1. INTRODUCTION
The field that looks for the plant’s ornamental values by sequencing and resequencing the genome of ornamental plants is known as ornamental plant genomics [1]. The continuous emergence of sequencing and bioinformatics technologies evolved the field of ornamental plant genomics [2-4]. Zhang et al. [4], in 2012, pioneered genome sequencing of the “ornamental plant, Prunus mume.” In the past 10 years, the “whole genome sequences” of nearly 65 “ornamental plants” representing the families Asteraceae, Orchidaceae, and Rosaceae were sequenced [1]. The whole-genome analysis of these plants’ species established ornamental traits such as abiotic stress resistance, disease resistance, dormancy, flower color formation, floral development, floral scent, plant architecture, and self-incompatibility [1].
Phoenix roebelenii (pygmy date palm) is a popular “ornamental plant” and is associated with the family “Arecaceae” [5]. “Pygmy date palm” is a miniature palm tree having slim trunks and a beautiful crown of feathery leaves, small yellow flowers, and small edible black fruits [5]. “Pygmy date palm” is a variety of date palms indigenous to southwestern China and northern Vietnam and is grown well in warm, tropical, and subtropical gardens [5]. The British royal horticultural society marked P. roebelenii with the Award of Garden Merit for its performance under UK growing conditions [6,7]. Pygmy date palm is resistant to pests, tolerant to soil variation, and moderately tolerant to drought.
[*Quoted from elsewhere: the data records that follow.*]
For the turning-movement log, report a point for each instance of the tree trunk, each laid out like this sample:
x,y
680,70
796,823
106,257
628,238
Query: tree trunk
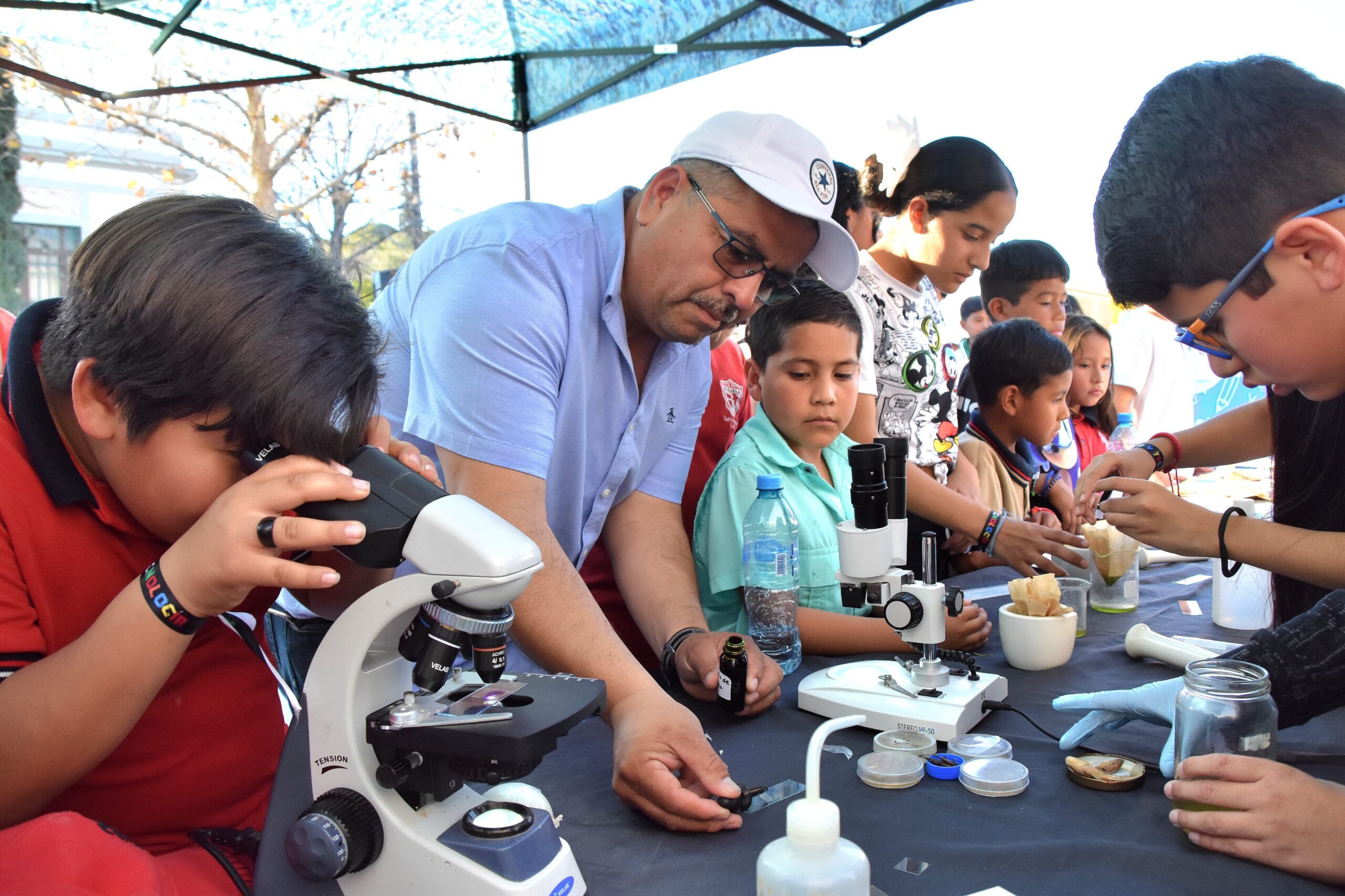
x,y
412,221
13,251
264,179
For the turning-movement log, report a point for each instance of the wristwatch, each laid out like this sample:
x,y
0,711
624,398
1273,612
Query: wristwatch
x,y
669,661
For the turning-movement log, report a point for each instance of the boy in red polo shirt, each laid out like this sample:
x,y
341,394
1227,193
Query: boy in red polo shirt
x,y
193,327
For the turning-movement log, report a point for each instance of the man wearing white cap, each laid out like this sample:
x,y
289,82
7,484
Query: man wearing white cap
x,y
555,361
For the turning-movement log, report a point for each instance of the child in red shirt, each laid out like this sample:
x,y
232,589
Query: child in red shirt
x,y
1091,412
194,327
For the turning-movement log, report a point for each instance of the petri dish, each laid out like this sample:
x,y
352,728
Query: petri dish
x,y
995,777
904,742
981,747
891,770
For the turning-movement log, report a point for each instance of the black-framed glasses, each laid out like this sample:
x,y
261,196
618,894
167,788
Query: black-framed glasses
x,y
1195,336
740,262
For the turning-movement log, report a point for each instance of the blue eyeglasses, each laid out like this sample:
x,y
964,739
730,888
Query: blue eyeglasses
x,y
1195,334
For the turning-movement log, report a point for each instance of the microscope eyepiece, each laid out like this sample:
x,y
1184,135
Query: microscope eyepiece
x,y
868,486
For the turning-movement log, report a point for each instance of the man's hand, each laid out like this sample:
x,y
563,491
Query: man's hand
x,y
1044,517
1134,463
1288,818
217,561
698,668
1024,545
969,630
1158,518
380,435
665,767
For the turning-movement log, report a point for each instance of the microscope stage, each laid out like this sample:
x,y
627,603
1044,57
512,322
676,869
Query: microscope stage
x,y
857,688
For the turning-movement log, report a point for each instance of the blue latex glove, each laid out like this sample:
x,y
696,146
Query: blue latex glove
x,y
1110,710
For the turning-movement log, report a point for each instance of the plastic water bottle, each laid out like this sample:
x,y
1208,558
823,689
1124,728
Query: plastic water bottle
x,y
771,574
1123,436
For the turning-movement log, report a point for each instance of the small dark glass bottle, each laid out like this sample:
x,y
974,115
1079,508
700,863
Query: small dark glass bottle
x,y
733,676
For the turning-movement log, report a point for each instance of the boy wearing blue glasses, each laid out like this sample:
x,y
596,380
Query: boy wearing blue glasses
x,y
1223,210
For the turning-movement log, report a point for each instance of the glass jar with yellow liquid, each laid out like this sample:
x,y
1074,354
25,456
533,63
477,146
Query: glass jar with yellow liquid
x,y
1224,707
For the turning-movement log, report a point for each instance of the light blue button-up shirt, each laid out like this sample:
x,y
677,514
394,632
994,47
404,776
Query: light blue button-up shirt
x,y
508,345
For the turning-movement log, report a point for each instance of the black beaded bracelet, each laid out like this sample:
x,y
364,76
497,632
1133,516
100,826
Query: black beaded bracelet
x,y
1223,549
164,603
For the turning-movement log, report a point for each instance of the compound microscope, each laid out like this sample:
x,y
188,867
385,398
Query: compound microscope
x,y
371,797
895,695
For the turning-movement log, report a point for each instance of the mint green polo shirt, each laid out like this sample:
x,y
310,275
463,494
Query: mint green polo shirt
x,y
717,535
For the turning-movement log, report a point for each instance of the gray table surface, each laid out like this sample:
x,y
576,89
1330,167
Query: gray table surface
x,y
1055,837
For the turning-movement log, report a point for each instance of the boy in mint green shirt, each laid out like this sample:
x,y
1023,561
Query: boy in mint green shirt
x,y
802,374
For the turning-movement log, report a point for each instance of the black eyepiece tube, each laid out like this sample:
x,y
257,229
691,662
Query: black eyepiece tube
x,y
868,487
895,470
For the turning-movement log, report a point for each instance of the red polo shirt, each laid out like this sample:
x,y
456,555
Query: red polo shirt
x,y
206,748
728,409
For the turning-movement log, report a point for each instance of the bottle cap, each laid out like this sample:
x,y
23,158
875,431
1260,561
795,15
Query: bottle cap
x,y
995,777
981,747
891,770
813,822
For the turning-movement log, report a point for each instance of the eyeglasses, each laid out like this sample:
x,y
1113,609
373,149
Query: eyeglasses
x,y
740,262
1195,334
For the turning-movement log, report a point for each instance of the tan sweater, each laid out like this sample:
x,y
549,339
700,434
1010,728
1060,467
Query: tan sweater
x,y
998,489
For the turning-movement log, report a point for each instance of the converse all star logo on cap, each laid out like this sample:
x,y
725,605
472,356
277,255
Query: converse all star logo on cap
x,y
824,181
787,166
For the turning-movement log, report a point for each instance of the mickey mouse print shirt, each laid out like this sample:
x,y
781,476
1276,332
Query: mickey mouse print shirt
x,y
906,367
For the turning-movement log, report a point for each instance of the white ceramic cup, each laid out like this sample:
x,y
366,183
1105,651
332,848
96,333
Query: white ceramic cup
x,y
1033,643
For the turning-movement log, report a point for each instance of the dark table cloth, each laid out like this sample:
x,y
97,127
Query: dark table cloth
x,y
1056,837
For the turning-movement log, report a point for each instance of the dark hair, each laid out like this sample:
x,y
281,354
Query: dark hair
x,y
1214,159
848,193
951,174
1078,327
815,303
194,305
1019,264
1016,353
1309,439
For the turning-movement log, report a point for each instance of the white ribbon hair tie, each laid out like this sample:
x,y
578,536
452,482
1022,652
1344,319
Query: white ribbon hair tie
x,y
903,144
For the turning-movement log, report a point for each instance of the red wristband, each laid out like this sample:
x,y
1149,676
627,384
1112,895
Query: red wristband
x,y
1176,461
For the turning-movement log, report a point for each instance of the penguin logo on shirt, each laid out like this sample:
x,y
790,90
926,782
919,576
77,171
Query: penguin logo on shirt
x,y
919,370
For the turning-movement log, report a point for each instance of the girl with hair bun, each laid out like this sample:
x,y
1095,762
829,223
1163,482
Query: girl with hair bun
x,y
950,201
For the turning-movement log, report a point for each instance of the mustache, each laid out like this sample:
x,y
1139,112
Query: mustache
x,y
723,308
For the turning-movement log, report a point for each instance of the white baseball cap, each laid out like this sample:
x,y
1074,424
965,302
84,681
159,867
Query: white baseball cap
x,y
790,167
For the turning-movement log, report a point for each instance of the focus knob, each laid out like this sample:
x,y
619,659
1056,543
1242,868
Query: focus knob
x,y
338,835
903,611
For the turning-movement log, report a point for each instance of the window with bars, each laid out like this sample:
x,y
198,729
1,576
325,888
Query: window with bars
x,y
49,249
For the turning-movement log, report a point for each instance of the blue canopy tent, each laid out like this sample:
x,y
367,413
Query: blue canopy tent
x,y
530,64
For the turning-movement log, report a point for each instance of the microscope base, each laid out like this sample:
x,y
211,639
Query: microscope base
x,y
856,688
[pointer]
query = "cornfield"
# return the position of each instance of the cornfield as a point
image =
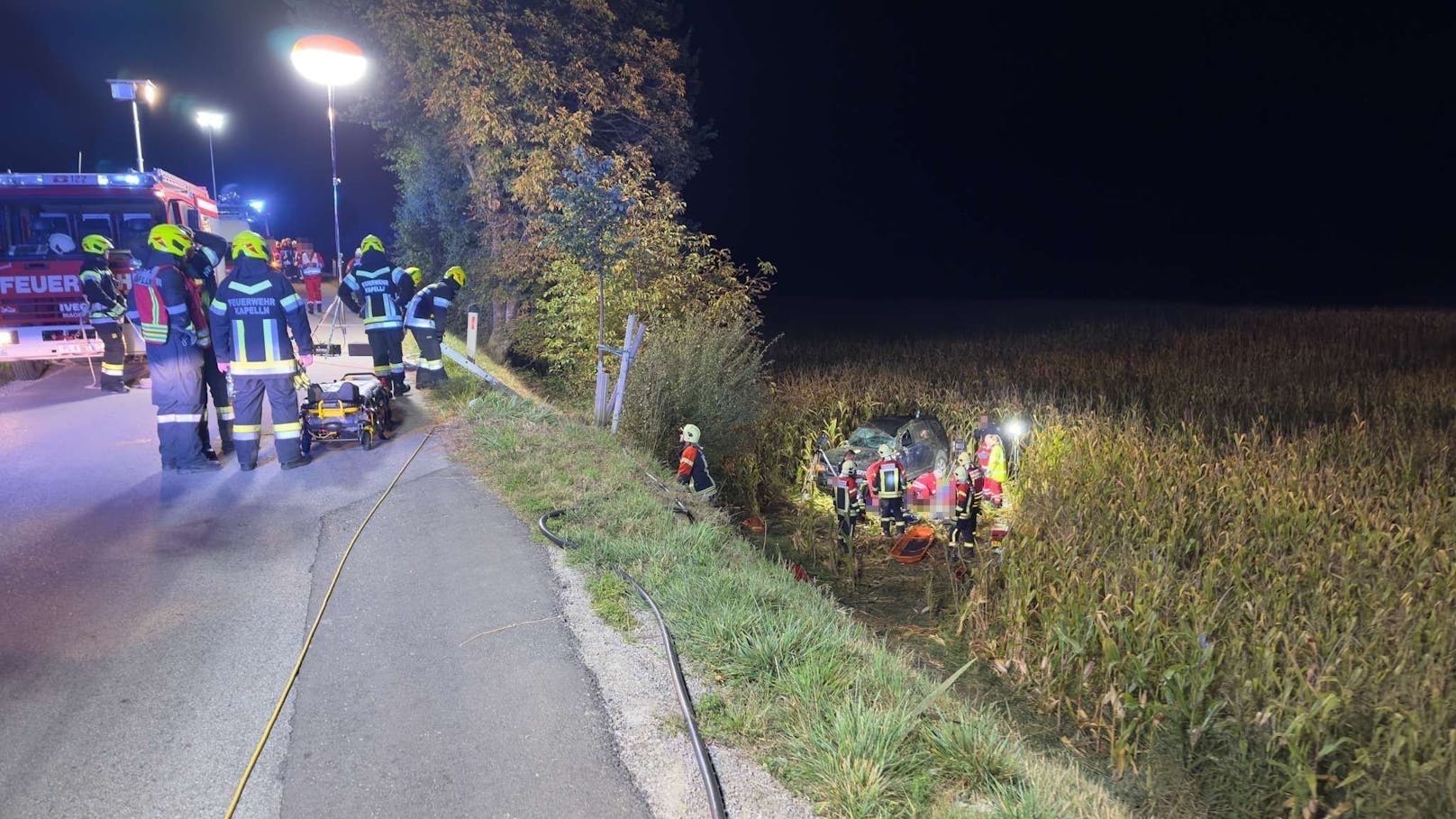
(1232, 535)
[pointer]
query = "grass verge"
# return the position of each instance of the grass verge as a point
(819, 700)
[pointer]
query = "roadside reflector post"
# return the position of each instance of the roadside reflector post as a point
(472, 323)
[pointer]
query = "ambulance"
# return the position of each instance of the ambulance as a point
(42, 221)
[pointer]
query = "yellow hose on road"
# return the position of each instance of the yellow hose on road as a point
(297, 665)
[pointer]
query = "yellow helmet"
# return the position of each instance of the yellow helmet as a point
(250, 243)
(96, 245)
(170, 240)
(371, 242)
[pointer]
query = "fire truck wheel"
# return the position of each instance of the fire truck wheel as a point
(28, 370)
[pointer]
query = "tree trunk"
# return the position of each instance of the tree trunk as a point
(504, 309)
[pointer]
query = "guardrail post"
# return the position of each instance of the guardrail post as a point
(472, 323)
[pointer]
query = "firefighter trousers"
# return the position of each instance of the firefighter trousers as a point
(114, 354)
(215, 382)
(387, 347)
(432, 363)
(893, 514)
(177, 391)
(248, 426)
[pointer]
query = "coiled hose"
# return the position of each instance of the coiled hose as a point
(705, 762)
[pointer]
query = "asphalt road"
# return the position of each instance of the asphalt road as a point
(149, 623)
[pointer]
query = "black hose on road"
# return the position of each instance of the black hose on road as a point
(705, 762)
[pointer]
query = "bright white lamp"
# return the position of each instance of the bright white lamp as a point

The NASA Clean Air Study established that this plant effectively removed regular domestic air pollutants benzene and formaldehyde [8]. Therefore, this study aims to report the draft nuclear and complete organelle genome sequences of P. roebelenii along with important ornamental traits.
2. MATERIALS AND METHODS
The raw genome sequence data (reads) of P. roebelenii was downloaded from NCBI (BioProject ID: PRJNA629103), evaluated, and checked. AdapterRemoval version 2.3.2 was employed to remove contaminated adapter sequences and bases of low-quality (with Q20) from reads to provide high-quality clean data [9]. The de novo assembly for nuclear genome is generated based on high-quality clean data. KmerGenie version 1.7051 [10] is employed to estimate the genome size, and MaSurCa version 3.3.2 [11] generated de novo assembly. BUSCO version 4.1.2 [12] is used to check the de novo assembly and was considered for downstream analysis to check the completeness and quality of the genome assembly. The plant dataset embryophyta_odb10 is provided as a model. RepeatModeler version 2.0.1 [13] and RepeatMasker version 4.0.9 [14] are employed to identify repeats and mask the genome, respectively. AUGUSTUS version 3.3.2 [15] is employed to predict genes with Arabidopsis as the model. tRNAscan-SE version 2.0.6 [16] is utilized to identify tRNAs. UniProt protein database [17] is employed to process functional annotation of the predicted genes based on homology. The topHits in the homology search are used to assign a function to the genes in the functional annotation. Transcription factor analysis was performed using Plant TFDB version 4.0 [18]. The orthologous analysis was performed for predicted protein sequences of P. roebelenii by considering protein sequences of six model species, that is, Arabidopsis thaliana, Oryza sativa, Phoenix dactylifera, Sorghum bicolor, Triticum aestivum, and Zea mays. OrthoFinder version 2.2.7 [19] is employed for orthologous analysis. The simple sequence repeats markers were identified using MISA version 2.1 [20], and primers were designed using primer 3 version 2.5.0 [21]. The mitochondria and chloroplast assembly were generated using GetOrganelle version 1.6.4 [22], and the annotation of chloroplast was made using CPGAVAS2 version 1 [23]. The mitochondrial genome annotation was performed using AGORA version 1 [24], considering Y08501.2 as a model.
3. RESULTS AND DISCUSSION
3.1. Genome Assembly (Nuclear and Organelle) of Pygmy Date Palm
The whole-genome sequence data of 32.2 GBs from NCBI Bio project PRJNA629103 is retrieved. There were 214,907,072 reads with GC content of 42.43% and 93.885% data ≥Q30 with read length of 2 × 150 bp. The adapter removal and quality trimming resulted in 214, 767, 420 reads with a GC content of 41.88%. The quality of the bases with ≥Q30 is 94.265%, and the genome size was 584,473,888 bps [Figure 1]. The de novo assembly generated 7019 scaffolds with an assembly size of 462,152,837 bps. The longest scaffold is 6,464,272 bps, and the shortest scaffold is 411 bps [Table 1]. The assembled genome’s GC content and scaffold length distribution were calculated and are shown in Figure 2 and 3, respectively. The GC content of the assembled genome is ~41.88%. BUSCO version 4.1.2 evaluated the assembled genome, and the assembly was 84.2% complete [Table 2].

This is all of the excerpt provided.